Comincia l’era post quantitative easing: gli acquisti di titoli da parte della Bce sono terminati ufficialmente il 31 dicembre. Mentre alla presidenza di turno dell’Unione ha esordito la Romania, contro cui, solo un mese e mezzo fa, Strasburgo aveva approvato una risoluzione per stigmatizzare i metodi violenti con cui era stata repressa una manifestazione nell’agosto scorso (Corriere). 

La moneta unica ha compiuto 20 anni: il 1° gennaio 1999 era in vigore in solo 11 Paesi – tra cui l’Italia – contro i 19 Stati europei attuali. Oggi è quindi la moneta di 340 milioni di persone. Dal 27 gennaio, intanto, le banche centrali smetteranno di emettere le banconote da 500 euro (Sky Tg 24). La moneta unica è stata lanciata inizialmente solo per le transazioni contabili e finanziarie e tre anni più tardi anche con banconote e monete di uso comune. All’inizio del 1999 l’euro diventa la valuta ufficiale per 291 milioni di persone in 11 Paesi: Austria, Belgio, Finlandia, Francia, Germania, Irlanda, Italia, Lussemburgo, Paesi Bassi, Portogallo e Spagna. Oggi l’Eurozona comprende 19 Stati.
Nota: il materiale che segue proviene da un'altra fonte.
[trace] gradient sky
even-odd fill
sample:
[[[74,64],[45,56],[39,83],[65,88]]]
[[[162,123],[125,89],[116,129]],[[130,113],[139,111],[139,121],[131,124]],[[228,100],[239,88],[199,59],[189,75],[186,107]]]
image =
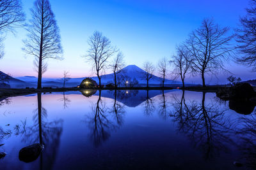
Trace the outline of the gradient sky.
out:
[[[33,0],[22,0],[27,20]],[[156,65],[163,57],[171,57],[175,47],[189,33],[198,27],[205,17],[212,17],[222,26],[232,29],[245,14],[247,0],[50,0],[60,28],[64,50],[63,60],[50,60],[44,77],[61,77],[64,70],[72,77],[94,76],[90,64],[81,57],[88,49],[87,39],[94,31],[109,38],[124,53],[127,65],[142,67],[148,60]],[[33,57],[21,50],[26,31],[8,33],[5,56],[0,60],[1,70],[13,76],[36,76]],[[228,64],[227,67],[243,80],[255,78],[243,66]],[[225,82],[228,75],[219,79],[208,77],[207,83]],[[188,81],[200,82],[198,78]]]

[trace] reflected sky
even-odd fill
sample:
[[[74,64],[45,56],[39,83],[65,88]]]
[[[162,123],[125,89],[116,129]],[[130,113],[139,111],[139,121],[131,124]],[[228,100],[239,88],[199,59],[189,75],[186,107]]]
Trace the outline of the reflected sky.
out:
[[[1,169],[255,167],[255,113],[236,113],[215,94],[95,92],[3,99]],[[44,145],[40,156],[20,161],[19,152],[36,143]]]

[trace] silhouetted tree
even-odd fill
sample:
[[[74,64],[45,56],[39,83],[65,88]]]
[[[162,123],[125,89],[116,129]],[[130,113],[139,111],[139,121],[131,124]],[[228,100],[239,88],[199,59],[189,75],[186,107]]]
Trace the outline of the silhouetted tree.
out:
[[[158,62],[158,72],[161,75],[162,80],[162,86],[164,87],[165,77],[167,73],[167,59],[166,57],[163,57]]]
[[[237,60],[256,71],[256,0],[250,1],[250,7],[246,9],[247,14],[240,18],[241,27],[236,29],[238,48],[243,54]]]
[[[114,83],[115,88],[117,88],[117,76],[122,71],[125,66],[124,60],[124,55],[122,52],[119,52],[116,57],[115,57],[110,67],[114,73]]]
[[[227,79],[232,85],[235,85],[240,83],[241,81],[242,81],[241,80],[241,78],[239,78],[239,78],[236,78],[236,77],[234,77],[233,76],[230,76]]]
[[[6,31],[14,31],[14,28],[24,26],[25,15],[20,0],[0,1],[0,59],[4,54],[3,41]]]
[[[147,61],[144,62],[143,69],[145,71],[140,73],[141,74],[141,79],[147,80],[147,87],[148,87],[148,81],[153,78],[155,68],[152,62]]]
[[[230,45],[234,36],[227,35],[229,29],[220,27],[212,20],[204,19],[202,25],[190,34],[184,43],[193,59],[193,71],[200,74],[203,87],[205,87],[205,73],[227,71],[223,60],[230,56],[234,50]]]
[[[70,75],[69,74],[68,71],[64,71],[63,78],[62,78],[62,80],[63,81],[63,88],[65,88],[65,84],[66,83],[66,82],[71,79],[71,78],[69,77],[70,76]]]
[[[99,31],[94,32],[89,38],[88,45],[88,54],[83,57],[93,64],[100,87],[100,76],[108,66],[108,60],[117,51],[111,45],[110,40]]]
[[[49,0],[36,0],[31,9],[32,19],[28,27],[27,39],[22,50],[35,56],[38,73],[37,89],[42,88],[42,74],[46,70],[45,60],[62,59],[60,29]]]
[[[182,87],[185,87],[185,78],[191,71],[191,59],[189,52],[183,45],[177,47],[177,55],[173,57],[171,64],[174,66],[172,73],[175,79],[180,77]]]

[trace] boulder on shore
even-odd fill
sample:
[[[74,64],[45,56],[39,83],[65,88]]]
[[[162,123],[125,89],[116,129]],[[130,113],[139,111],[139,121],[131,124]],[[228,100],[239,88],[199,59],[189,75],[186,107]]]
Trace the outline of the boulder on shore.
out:
[[[43,148],[39,143],[23,148],[19,153],[19,159],[20,160],[26,163],[36,160],[40,155]]]

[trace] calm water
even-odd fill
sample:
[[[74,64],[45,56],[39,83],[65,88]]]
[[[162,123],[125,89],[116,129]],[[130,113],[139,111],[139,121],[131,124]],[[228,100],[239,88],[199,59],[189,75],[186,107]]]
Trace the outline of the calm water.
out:
[[[255,113],[228,105],[215,94],[181,90],[10,97],[0,104],[0,152],[7,154],[0,169],[255,168]],[[39,157],[20,161],[19,151],[35,143],[44,146]]]

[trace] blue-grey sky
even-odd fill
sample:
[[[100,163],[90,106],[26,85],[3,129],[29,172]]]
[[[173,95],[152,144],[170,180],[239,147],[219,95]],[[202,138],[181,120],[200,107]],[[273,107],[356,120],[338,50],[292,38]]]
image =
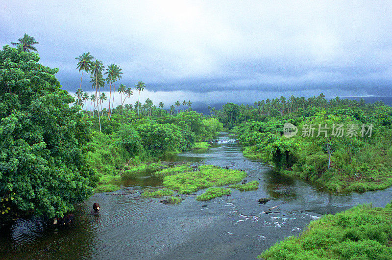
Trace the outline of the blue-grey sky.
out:
[[[391,1],[2,0],[0,44],[25,32],[71,92],[90,52],[156,103],[392,96]]]

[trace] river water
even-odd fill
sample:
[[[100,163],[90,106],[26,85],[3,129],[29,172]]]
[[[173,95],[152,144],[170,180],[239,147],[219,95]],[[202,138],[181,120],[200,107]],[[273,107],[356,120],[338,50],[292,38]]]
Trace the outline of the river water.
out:
[[[231,196],[207,202],[184,195],[179,205],[164,205],[160,199],[129,193],[161,185],[156,178],[138,177],[123,182],[127,185],[123,189],[96,194],[77,205],[73,212],[75,223],[69,226],[53,229],[42,219],[32,217],[2,228],[0,258],[254,259],[284,237],[299,234],[323,214],[359,204],[385,207],[392,200],[392,187],[337,193],[284,177],[244,157],[233,138],[222,133],[217,145],[205,153],[185,153],[173,159],[244,169],[249,175],[248,182],[259,182],[258,190],[233,190]],[[260,198],[273,199],[263,205],[258,202]],[[94,202],[101,206],[98,215],[93,214]],[[265,214],[278,205],[275,213]]]

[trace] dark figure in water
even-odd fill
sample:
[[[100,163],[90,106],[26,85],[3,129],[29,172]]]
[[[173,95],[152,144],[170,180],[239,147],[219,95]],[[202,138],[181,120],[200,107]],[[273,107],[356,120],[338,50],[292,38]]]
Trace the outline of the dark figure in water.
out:
[[[94,208],[94,211],[95,211],[96,213],[99,212],[99,204],[97,202],[94,203],[93,205],[93,208]]]
[[[63,218],[55,218],[53,221],[53,225],[64,226],[65,225],[74,223],[75,216],[73,214],[70,214]]]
“L’euro era una conseguenza logica e necessaria del mercato unico. Con l’euro è più facile spostarsi, commerciare ed effettuare transazioni all’interno della zona euro e con il resto del mondo. Vent’anni dopo abbiamo una generazione che non conosce altra valuta nazionale” (AdnKronos). A dirlo in una nota in occasione dell’anniversario, il presidente della Bce Mario Draghi, in occasione dei 20 anni dell’euro. Nel frattempo, osserva Draghi, “la Bce ha svolto con successo il proprio compito più importante, ovvero mantenere la stabilità dei prezzi. Ma stiamo anche contribuendo al benessere dei cittadini della zona euro mettendo a punto banconote innovative e sicure, promuovendo i sistemi di pagamento sicuri, vigilando sulle banche per assicurare che siano resilienti e sorvegliando la stabilità finanziaria nella zona euro”, conclude il presidente della Bce.

Ma la moneta unica può essere riformata? Sull’argomento interviene Mario Monti, intervistato da La Stampa. “Si può fare manutenzione all’euro, scomputando gli investimenti pubblici dal deficit e armonizzando il fisco che combatta ogni sleale concorrenza basata sulle imposte” afferma l’ex presidente del Consiglio, che ribadisce inoltre la necessità di modificare il patto di stabilità con la creazione di uno spazio particolare proprio per incoraggiare gli investimenti pubblici nazionali scomputandoli dal calcolo col deficit, però con criteri precisi definiti in Europa. “Toglierei – aggiunge – l’opaco lassismo discrezionale alla Juncker-Moscovici, questa politica della flessibilità gestita molto politicamente. Non giova, soprattutto agli Stati che esultano quando la ottengono, come ha fatto l’Italia con Renzi e con il governo attuale. È solo un’autorizzazione a mettere maggiori spese correnti a carico di figli e nipoti, pagandole in disavanzo”.